What am I living for, really? I’m out of camp barely 36 hours a week, and even when I’m out, I don’t even know WHAT to do! Everyone’s so busy. Everything’s still the same. Same old movie theatres. Same old places. Same old food. god.

Its come to a point that when I’m given a day off on a Friday, I’m actually QUESTIONING the merits of having one, since I probably have more useful things to do in camp than OUTSIDE of camp. yes. You heard me right. It has come to that, ladies and gentlemen. I can swim, run, watch TV, movies on a projector system in bunk (don’t ask), surf the internet, play soccer or basketball, or bask in the EXCELLENT coastal scenery and the wafting sea breeze. or maybe engage in endless mindless banter with the so many friends I’ve made in camp. or just chill out with my trainees.

I think. I seriously think that I’m gonna miss everything once I get outta there. and it doesn’t even cost a dime to have fun in there! The comraderie is so uplifting, we practically have FUN staying in camp. god. What has national service done to my head?!! (and not to mention my social life?! ESPECIALLY my social life?!)
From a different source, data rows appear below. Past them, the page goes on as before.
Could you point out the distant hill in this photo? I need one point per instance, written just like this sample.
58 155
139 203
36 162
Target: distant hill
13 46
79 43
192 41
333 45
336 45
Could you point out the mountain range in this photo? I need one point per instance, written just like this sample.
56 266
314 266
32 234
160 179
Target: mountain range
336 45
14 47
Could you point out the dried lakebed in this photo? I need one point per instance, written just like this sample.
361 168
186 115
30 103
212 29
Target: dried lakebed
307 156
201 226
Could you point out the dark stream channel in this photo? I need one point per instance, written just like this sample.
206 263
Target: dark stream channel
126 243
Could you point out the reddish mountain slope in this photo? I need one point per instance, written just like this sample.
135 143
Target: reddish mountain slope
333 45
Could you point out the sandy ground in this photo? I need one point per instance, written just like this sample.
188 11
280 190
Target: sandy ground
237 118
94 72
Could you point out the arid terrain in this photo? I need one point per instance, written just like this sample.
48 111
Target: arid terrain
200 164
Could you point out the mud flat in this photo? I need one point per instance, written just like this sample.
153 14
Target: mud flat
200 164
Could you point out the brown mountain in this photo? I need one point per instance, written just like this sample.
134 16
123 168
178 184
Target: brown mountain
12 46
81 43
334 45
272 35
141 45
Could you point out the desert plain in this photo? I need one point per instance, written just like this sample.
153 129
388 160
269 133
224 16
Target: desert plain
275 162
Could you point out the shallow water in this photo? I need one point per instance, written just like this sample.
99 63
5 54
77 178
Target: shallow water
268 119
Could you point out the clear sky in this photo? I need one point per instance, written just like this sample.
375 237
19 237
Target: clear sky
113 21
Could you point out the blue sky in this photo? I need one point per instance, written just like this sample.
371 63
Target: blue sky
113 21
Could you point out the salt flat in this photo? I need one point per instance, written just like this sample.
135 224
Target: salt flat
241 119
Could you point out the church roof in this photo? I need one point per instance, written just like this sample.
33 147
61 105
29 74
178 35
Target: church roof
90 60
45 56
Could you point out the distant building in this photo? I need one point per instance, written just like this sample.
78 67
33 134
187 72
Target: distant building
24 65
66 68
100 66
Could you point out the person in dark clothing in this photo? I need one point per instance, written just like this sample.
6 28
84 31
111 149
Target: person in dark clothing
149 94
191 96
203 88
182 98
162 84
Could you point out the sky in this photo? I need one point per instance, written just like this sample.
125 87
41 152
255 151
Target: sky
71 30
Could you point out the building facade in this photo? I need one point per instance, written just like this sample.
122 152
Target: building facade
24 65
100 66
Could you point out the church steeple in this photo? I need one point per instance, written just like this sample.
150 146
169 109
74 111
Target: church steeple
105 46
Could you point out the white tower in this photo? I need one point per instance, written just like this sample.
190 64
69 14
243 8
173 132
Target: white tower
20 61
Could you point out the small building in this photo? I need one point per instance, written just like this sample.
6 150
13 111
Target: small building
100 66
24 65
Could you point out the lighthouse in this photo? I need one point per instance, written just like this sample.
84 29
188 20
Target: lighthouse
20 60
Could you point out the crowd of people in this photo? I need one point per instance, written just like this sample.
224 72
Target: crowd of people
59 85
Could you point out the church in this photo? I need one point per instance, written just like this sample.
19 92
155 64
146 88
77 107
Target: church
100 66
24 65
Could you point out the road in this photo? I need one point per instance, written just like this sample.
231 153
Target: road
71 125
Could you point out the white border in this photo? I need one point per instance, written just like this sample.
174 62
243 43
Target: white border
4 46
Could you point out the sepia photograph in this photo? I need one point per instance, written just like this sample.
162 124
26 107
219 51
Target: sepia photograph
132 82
Maybe I’m an introvert (right..), or maybe I’m just plain tired of facades in the real world. In camp, we’re all guys. Well, mostly. No girls to care about, to ‘wayang’ (put up a show) in front of. We’re in our ‘place’, our ‘zone’, you know? So many things non-existent in mainland Singapore. Mini-soccer leagues in basketball courts, chilling by the road with the sea breeze in the air, marble games, bonds, friendships and motivating environments. An air of trust and esprit de corp. They just don’t exist anymore. At least not on the outside of The Island. Maybe now I understand why some people sign on as regulars in the army. Maybe. Just maybe. The outside world? nah, maybe I’ll stick to camp life for now. At least for a little while longer ya? Maybe till I find that one special thing to keep me OUT of camp. But will I ever?